Search code examples
rdatasetstackexchange

Understanding R syntax in this example


Finding Peak in a dataset - using R

Hi

I saw this thread on stackexchange. I am not an R programmer (yet). But I would like to implement in the C. But being not familiar with R syntax, I am not able to understand the code. I know its creating arrays such as y.max and i.max but I am not sure the operations done and how its manipulating the arrays. Here are the four lines I am particularly interested in.

  y.max <- rollapply(zoo(y.smooth), 2*w+1, max, align="center")
  delta <- y.max - y.smooth[-c(1:w, n+1-1:w)]
  i.max <- which(delta <= 0) + w
  list(x=x[i.max], i=i.max, y.hat=y.smooth)

Some pointers to understanding these particular syntax will be helpful.


Solution

  • Here is a translation of that code. R often uses nested function calls that can be hard to understand if you don't know what each function does. To help with this, I separated some lines into multiple lines and stored the results in new variables.

    # convert y.smooth to a zoo (time series) object
    zoo_y.smooth <- zoo(y.smooth)
    
    # divide the data into rolling windows of width 2*w+1
    # get the max of each window
    # align = "center" makes the indices of y.max be aligned to the center
    # of the windows
    y.max <- rollapply(zoo_y.smooth, 
                       width = 2*w+1, 
                       FUN = max, 
                       align="center")
    

    R subsetting can be very terse. c(1:w, n+1-1:w) creates a vector of numbers called toExclude. Passing that vector with the - to the subsetting operator [] selects all element of y.smooth except for those at the indices specified in toExclude.
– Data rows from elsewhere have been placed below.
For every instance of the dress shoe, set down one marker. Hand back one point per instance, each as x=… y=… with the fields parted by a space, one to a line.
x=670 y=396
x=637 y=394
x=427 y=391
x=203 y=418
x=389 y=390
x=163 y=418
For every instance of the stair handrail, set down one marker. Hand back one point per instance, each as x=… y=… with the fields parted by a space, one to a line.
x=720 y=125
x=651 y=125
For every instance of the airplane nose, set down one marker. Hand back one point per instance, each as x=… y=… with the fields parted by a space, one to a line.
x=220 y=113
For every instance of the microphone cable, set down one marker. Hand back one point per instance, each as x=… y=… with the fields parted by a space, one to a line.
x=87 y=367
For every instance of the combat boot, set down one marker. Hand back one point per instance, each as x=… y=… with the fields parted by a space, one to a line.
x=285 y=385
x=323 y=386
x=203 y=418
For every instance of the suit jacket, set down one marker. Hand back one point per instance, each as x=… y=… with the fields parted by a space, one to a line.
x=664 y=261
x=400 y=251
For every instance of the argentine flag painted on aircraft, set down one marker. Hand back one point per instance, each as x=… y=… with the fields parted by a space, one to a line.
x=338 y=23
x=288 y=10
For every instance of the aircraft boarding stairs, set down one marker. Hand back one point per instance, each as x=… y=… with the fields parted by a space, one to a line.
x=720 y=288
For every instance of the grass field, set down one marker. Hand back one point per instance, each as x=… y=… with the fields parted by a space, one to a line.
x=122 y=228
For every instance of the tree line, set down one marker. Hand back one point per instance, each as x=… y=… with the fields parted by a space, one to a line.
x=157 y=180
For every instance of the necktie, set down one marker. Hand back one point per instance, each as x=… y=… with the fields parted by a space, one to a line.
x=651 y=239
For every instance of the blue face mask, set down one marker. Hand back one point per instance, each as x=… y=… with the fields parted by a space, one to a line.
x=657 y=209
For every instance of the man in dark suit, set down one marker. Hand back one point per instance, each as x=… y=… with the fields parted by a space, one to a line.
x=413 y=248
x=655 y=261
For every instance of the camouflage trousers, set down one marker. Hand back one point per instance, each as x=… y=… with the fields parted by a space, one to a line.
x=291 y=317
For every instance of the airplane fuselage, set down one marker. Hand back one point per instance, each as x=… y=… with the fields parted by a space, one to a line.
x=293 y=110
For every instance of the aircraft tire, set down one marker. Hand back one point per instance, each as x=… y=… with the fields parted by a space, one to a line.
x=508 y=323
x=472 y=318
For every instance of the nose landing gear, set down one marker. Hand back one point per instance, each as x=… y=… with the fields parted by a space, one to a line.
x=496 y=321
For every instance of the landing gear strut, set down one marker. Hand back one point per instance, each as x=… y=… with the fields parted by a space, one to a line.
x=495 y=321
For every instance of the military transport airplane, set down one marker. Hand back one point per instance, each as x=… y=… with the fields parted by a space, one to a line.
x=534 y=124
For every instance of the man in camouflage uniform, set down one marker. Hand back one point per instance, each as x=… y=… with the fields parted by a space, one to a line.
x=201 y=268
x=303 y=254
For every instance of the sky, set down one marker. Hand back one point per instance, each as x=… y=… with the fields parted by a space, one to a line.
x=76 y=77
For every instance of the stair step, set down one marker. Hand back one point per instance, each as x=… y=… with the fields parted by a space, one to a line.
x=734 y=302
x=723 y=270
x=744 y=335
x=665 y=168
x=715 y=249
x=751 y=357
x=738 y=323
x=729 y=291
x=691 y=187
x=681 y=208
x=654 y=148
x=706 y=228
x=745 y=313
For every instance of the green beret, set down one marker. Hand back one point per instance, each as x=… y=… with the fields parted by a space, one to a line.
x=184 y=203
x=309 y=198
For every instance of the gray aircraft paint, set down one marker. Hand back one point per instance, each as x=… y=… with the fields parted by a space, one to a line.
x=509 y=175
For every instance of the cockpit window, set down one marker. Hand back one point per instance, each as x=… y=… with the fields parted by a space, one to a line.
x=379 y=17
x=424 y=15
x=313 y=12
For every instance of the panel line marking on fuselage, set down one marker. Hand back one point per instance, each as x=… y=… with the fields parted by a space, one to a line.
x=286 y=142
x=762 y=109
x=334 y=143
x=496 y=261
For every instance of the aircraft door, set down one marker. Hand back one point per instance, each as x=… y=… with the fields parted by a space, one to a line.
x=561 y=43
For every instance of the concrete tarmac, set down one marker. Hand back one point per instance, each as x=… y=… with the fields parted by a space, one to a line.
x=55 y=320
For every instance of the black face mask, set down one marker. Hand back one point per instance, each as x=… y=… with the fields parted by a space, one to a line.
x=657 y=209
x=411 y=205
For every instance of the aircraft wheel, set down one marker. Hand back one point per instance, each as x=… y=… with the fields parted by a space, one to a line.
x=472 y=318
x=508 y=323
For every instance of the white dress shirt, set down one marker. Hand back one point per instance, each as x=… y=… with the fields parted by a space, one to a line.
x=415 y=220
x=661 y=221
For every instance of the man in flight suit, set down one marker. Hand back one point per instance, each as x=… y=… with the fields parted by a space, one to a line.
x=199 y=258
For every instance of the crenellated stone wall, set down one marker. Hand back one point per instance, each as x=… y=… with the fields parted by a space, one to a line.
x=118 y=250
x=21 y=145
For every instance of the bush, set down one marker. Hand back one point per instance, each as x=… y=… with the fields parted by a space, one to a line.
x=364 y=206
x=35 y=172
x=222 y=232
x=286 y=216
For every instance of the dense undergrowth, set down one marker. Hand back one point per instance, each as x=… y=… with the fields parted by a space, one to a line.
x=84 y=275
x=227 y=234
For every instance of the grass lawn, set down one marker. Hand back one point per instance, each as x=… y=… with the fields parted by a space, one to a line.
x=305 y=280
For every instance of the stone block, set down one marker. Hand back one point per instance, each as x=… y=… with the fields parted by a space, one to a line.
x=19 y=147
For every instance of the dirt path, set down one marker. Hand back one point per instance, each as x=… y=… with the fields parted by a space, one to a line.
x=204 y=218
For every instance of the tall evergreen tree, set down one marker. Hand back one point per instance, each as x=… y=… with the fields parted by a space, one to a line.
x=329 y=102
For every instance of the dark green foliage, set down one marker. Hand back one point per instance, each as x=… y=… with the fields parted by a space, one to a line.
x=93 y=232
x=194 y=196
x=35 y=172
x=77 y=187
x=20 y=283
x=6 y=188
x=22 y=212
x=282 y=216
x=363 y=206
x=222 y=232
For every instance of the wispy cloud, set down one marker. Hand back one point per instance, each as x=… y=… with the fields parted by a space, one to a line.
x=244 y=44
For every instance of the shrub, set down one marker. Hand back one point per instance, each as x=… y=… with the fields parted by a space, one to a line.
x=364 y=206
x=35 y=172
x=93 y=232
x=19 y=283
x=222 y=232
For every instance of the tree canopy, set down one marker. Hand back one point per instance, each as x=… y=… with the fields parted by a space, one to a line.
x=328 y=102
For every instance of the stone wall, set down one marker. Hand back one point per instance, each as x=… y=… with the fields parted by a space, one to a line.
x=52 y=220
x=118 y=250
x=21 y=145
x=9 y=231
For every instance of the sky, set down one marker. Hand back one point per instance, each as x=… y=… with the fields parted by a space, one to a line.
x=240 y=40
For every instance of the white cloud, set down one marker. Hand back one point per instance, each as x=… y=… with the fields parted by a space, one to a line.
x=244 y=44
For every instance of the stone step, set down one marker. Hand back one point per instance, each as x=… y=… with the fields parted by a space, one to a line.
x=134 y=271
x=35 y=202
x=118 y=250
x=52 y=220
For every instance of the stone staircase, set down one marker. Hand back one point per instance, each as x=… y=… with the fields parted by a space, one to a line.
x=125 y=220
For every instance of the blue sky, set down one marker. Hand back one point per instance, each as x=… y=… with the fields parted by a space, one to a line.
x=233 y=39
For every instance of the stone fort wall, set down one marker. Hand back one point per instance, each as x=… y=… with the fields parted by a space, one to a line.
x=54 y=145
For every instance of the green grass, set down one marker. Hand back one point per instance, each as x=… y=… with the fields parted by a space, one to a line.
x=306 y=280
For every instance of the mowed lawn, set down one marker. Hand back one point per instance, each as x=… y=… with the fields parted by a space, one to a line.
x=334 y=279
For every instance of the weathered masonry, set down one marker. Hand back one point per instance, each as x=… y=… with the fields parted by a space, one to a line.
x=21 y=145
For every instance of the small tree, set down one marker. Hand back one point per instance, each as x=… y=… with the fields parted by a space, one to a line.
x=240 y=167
Omitting the - would do the opposite.

    # select all of the elements of y.smooth except 1 to w and n+1-1 to w
    toExclude <- c(1:w, n+1-1:w)
    subset_y.smooth <- y.smooth[-toExclude]
    
    # element-wise subtraction
    delta <- y.max - subset_y.smooth
    
    # logical vector the same length of delta indicating which elements
    # are less than or equal to 0
    nonPositiveDelta <- delta <= 0
    

    So nonPositiveDelta is a vector like TRUE FALSE FALSE... with an element for each element of delta, indicating which elements of delta are non-positive.
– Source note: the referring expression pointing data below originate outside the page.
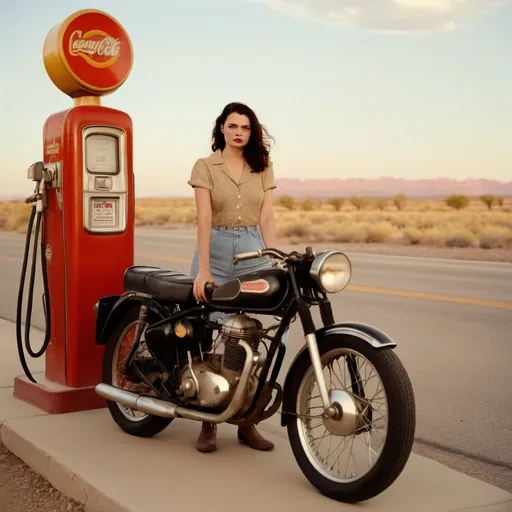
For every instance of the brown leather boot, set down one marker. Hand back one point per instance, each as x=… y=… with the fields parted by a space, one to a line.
x=251 y=437
x=207 y=441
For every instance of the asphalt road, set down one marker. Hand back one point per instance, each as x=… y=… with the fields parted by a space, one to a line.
x=452 y=321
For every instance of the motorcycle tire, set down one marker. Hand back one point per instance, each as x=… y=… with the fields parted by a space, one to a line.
x=149 y=425
x=401 y=422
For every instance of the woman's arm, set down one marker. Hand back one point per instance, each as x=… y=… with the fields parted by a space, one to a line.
x=267 y=220
x=204 y=225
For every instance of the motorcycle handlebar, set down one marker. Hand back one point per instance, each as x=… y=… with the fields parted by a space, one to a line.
x=258 y=254
x=247 y=256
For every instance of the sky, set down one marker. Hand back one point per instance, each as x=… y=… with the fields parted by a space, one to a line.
x=348 y=88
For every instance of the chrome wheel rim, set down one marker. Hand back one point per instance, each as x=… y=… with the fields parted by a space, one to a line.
x=361 y=424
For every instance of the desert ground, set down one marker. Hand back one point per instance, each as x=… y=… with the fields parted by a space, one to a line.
x=453 y=226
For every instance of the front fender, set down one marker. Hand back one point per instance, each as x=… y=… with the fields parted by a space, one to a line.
x=111 y=309
x=367 y=333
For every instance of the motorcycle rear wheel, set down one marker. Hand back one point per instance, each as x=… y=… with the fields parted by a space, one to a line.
x=400 y=423
x=132 y=422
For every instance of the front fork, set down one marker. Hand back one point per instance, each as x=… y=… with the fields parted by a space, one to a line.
x=309 y=330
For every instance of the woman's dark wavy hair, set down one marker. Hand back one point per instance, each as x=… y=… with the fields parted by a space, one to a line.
x=257 y=150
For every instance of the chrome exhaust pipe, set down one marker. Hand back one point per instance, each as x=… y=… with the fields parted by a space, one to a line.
x=140 y=403
x=157 y=407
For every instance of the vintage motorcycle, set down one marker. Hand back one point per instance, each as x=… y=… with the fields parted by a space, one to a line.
x=167 y=356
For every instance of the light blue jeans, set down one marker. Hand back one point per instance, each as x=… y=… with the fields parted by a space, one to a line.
x=225 y=243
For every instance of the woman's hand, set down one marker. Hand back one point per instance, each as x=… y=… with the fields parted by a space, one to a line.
x=203 y=277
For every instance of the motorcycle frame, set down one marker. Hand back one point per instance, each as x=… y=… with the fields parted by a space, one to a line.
x=297 y=303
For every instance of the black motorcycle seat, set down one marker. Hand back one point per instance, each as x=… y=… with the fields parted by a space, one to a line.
x=162 y=284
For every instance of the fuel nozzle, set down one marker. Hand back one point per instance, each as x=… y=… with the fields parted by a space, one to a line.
x=40 y=175
x=35 y=171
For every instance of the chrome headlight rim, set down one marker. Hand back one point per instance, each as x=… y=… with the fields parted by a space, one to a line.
x=318 y=265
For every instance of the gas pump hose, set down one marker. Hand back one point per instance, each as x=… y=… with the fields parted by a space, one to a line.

    # vector containing the index of each element of delta that's <= 0
    indicesOfNonPositiveDeltas <- which(nonPositiveDelta)
    

    indicesOfNonPositiveDeltas, on the other hand, is a vector like 1, 3, 4, 5, 8 containing the index of every element of the previous vector that was TRUE.

    # indices plus w
    i.max <- indicesOfNonPositiveDeltas + w
    

    Finally, the results are stored in a list. A list is sort of like an array of arrays, where each element of the list can itself be another list or any other type. In this case, each element of the list is a vector.
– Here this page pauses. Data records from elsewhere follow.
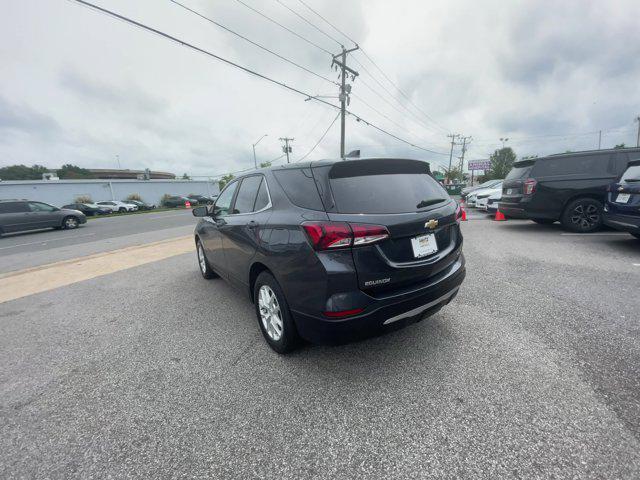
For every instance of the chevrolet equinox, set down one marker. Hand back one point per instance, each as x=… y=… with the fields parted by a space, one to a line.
x=335 y=250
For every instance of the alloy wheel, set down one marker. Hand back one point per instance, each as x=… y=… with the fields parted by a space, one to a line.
x=586 y=216
x=270 y=312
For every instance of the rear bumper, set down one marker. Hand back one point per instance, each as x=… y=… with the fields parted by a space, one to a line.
x=626 y=223
x=384 y=314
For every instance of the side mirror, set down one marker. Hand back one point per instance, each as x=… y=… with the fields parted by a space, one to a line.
x=200 y=212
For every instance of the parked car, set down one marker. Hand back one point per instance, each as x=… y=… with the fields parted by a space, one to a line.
x=482 y=196
x=177 y=201
x=493 y=202
x=117 y=206
x=569 y=187
x=329 y=251
x=622 y=208
x=488 y=184
x=201 y=199
x=21 y=215
x=473 y=196
x=89 y=209
x=140 y=204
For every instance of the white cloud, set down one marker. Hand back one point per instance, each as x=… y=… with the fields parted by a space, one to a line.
x=79 y=87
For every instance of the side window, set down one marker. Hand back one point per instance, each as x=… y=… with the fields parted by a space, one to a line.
x=41 y=207
x=247 y=194
x=13 y=207
x=223 y=203
x=300 y=187
x=262 y=200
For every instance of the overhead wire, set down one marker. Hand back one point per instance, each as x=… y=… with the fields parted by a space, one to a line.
x=320 y=139
x=241 y=67
x=262 y=47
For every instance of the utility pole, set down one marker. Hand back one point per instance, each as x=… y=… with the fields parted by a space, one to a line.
x=286 y=148
x=345 y=89
x=465 y=142
x=453 y=137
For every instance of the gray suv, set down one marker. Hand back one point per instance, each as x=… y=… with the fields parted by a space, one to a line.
x=20 y=215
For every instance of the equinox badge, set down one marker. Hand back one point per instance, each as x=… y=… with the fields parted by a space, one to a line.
x=431 y=224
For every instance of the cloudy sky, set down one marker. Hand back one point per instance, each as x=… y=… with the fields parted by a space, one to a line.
x=80 y=87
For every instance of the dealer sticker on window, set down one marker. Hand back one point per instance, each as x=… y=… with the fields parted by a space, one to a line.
x=424 y=245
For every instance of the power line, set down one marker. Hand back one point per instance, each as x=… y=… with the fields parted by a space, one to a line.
x=308 y=22
x=286 y=28
x=208 y=19
x=329 y=23
x=373 y=63
x=319 y=140
x=240 y=67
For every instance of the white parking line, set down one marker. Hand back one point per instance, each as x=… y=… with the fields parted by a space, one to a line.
x=44 y=242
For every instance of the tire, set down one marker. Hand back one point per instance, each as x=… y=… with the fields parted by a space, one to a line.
x=274 y=317
x=543 y=221
x=203 y=263
x=69 y=223
x=583 y=215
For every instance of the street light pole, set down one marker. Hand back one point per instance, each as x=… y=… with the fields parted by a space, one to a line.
x=255 y=161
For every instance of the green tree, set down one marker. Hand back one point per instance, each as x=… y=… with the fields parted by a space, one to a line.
x=224 y=180
x=69 y=171
x=22 y=172
x=501 y=163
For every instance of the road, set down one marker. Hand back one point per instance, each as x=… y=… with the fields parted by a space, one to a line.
x=30 y=249
x=152 y=371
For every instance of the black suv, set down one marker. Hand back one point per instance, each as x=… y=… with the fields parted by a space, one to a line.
x=334 y=250
x=622 y=210
x=569 y=187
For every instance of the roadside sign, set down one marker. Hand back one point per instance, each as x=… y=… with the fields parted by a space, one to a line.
x=480 y=165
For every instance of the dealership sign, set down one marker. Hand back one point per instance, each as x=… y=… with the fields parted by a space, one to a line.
x=480 y=165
    # create a three element list 
    # each element is named, with the name to the left of the equal sign
    list(
      x=x[i.max], # the elements of x at indices specified by i.max
      i=i.max, # the indices of i.max
      y.hat=y.smooth) # the y.smooth data
    

    Without seeing the rest of the code or a description of what it's supposed to be doing, I had to guess a bit, but hopefully this helps you out.